Pending-home sales fell for the fourth month in a row in February, as low housing inventory and rising home prices and interest rates continued to crimp purchasing ability, the National Association of REALTORS® reported, citing its Pending Home Sales Index.
Pending sales, in which the contract has been signed but the transaction has not closed, fell 4.1% on a monthly basis and 5.4% on an annual one, according to a press release.
“Buyer demand is still intense, but it’s as simple as ‘one cannot buy what is not for sale,’” NAR chief economist Lawrence Yun said. “Fast-changing conditions regarding affordability are ahead. Consequently, home sellers cannot simply bump up prices in the upcoming months, but need to assess the changing market conditions to attract buyers.”
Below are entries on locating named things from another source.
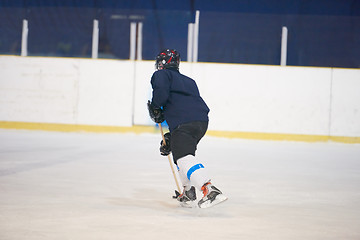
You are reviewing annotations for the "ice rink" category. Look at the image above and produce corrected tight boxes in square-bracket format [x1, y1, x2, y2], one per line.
[0, 130, 360, 240]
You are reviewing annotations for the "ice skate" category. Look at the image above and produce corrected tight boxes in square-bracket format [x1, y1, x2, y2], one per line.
[174, 186, 196, 208]
[198, 182, 228, 208]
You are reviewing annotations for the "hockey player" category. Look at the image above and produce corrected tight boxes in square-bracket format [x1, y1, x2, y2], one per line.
[148, 49, 227, 208]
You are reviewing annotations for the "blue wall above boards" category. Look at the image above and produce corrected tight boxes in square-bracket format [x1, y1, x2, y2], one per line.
[0, 0, 360, 68]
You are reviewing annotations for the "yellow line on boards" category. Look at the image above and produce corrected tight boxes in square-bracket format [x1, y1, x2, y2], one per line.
[0, 121, 360, 143]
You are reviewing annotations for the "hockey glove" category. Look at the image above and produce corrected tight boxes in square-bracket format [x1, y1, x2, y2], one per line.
[160, 133, 171, 156]
[147, 101, 165, 123]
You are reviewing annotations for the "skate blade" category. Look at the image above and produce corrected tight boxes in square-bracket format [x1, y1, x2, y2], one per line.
[199, 194, 228, 208]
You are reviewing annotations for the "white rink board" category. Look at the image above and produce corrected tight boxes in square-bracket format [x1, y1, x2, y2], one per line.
[195, 64, 331, 135]
[77, 60, 134, 126]
[0, 56, 134, 126]
[331, 69, 360, 137]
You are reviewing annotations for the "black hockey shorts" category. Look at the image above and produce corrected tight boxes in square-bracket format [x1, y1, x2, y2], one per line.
[170, 122, 208, 164]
Higher mortgage rates and continued rising home prices have combined to drive up mortgage payments by 28% over the last year, NAR said. Yun expects mortgage rates to be about 4.5% to 5% for the rest of 2022 and home sales to fall 7% relative to 2021.
“Home prices themselves are still on solid ground,” Yun said. “They may rise around 5% by year’s end, and we should see much softer gains in the second half of the year.”
Three of the four geographic regions saw decreases in contract activity from the previous month, with only the Northeast seeing an increase, with a 1.9% rise. Sales fell 6% in the Midwest, 5.4% in the West and 4.4% in the South.
“We’re seeing some softening in the market, as expected with limited inventory, double-digit house price growth and rising mortgage rates, but context is key,” First American deputy chief economist Odeta Kushi said. “While purchase demand is below 2020 and 2021 levels, it’s still above 2019 levels, which was our strongest year in a decade at the time.”